Run the ./connector_utils.sh diagnose command in the directory of the Incr-Sync or Full-Import component to perform diagnostics.

./connector_utils.sh diagnose -s 'YYYY-MM-DDTHH:mm:ss' -e 'YYYY-MM-DDTHH:mm:ss'

In the preceding command, -s and -e are optional. -s indicates the time when the log analysis starts and -e indicates the time when the log analysis ends. Specify the timestamp in the 'YYYY-MM-DDTHH:mm:ss' format, such as '2023-06-01T12:00:00'.

By default, the value of ./connector_utils.sh diagnose is 10 minutes and that of -e is the current time.

Here is a sample command output:

[Metrics]
TPS: [last:345,avg:277.28,p99:911.00]
RPS: [last:106,avg:257.08,p99:968.00]
IOPS: [last:2KB,avg:21.33KB]
EXECUTE_TIME: [last:34ms,avg:220.44ms,p99:783.00ms]
SINK_DELAY: [last:19ms,avg:260.31ms,p99:819.00ms]
SOURCE_DELAY: [
source_subtopic2_source_delay: [last:702ms,avg:525.00ms,p99:986.00ms]
source_subtopic1_source_delay: [last:14ms,avg:490.69ms,p99:973.00ms]
]
QUEUE_BATCH_ACCUMULATE: [
frame_queue_slot_1.batchAccumulate: [last:420,avg:496.00,p99:975.00]
frame_queue_slot_2.batchAccumulate: [last:310,avg:470.05,p99:975.00]
]
JVM-MEM: heap:34.28M/3641M, noHeap:19.38M/0M]
THREAD: [count:4, sink:14/16]
CPU: [last:17,avg:27.95,p99:62.00]
[Pref]
sink block: true
youngGc: true
[Suggest]
config[coordinator.shuffleMinBatchSize]:20 to 40
config[coordinator.shuffleMaxBatchSize]:40 to 80
jvm to: -Xmx4096m

The parameters are described as follows:

The Metrics information is used for making judgments.
The Pref information indicates the bottleneck that you can analyze based on the metrics.
The Suggest information indicates the points for improvement.

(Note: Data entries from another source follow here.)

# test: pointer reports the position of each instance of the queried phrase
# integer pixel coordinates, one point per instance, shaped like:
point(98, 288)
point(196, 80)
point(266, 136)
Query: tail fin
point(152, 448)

In the preceding example, you can update the shuffleMinBatchSize, shuffleMaxBatchSize, and connectorJvmParam parameters in the coordinator section of the Incr-Sync or Full-Import component.

workerNum

The workerNum parameter reaches the maximum value allowed, and the values of the executeTime and commitTime parameters in the sink section in the metrics log are acceptable.
1. On the project details page, click View Component Monitoring.
2. In the dialog box that appears, click Update in the Actions column of the component that you want to modify.
3. In the Update Configuration dialog box, move the pointer over the workerNum parameter in the sink section and click the edit icon that appears.
  
  If the parameter does not exist, move the pointer over the blank area next to the sink section and click the Add icon that appears to add the workerNum parameter.
4. Set the workerNum parameter to a larger value based on the server resources.
5. Modify the value in the text box and then click the Confirm icon.
6. In the Update Configuration dialog box, click OK.
The workerNum parameter has not reached the maximum value, but the GC time between two operations is very long in the Metrics section in the command output.
1. On the project details page, click View Component Monitoring.
2. In the dialog box that appears, click Update in the Actions column of the component that you want to modify.
3. In the Update Configuration dialog box, move the pointer over the splitThreshold parameter in the source section and click the edit icon that appears.
  
  If the parameter does not exist, move the pointer over the blank area next to the source section and click the Add icon that appears.
4. Set the splitThreshold parameter to a smaller value. The default value is 128.
5. Modify the value in the text box and then click the Confirm icon.
6. In the Update Configuration dialog box, click OK.
When the value of workerNum is 1 or 2, the conflictKey or deepSize keyword is recorded in the connector.log file.
1. On the project details page, click View Component Monitoring.
2. In the dialog box that appears, click Update in the Actions column of the component that you want to modify.
3. In the Update Configuration dialog box, move the pointer over the blank area next to the coordinator section and click the Add icon that appears.
4. Enter hotKeyMerge for Key Name and click the Confirm icon.
5. In the Update Configuration dialog box, find the new key name. Its default value is NULL.
6. Move the pointer over the new parameter, click the edit icon that appears, change the value of the parameter to true and then click the Confirm icon.
7. In the Update Configuration dialog box, click OK.

Excessively long GC time

Note

If Young GC (YGC) per second exceeds 300 ms and Full GC (FGC) happens each second, it is considered that the GC time is excessively long.

View GC details

In the task directory, run the following command to view the GC details of each second:

/opt/alibaba/java/bin/jstat -gcutil `cat task.pid` 1s

Increase the JVM memory: Move the pointer over the connectorJvmParam parameter in the coordinator section and change the value to -Xms12g -Xmx16g.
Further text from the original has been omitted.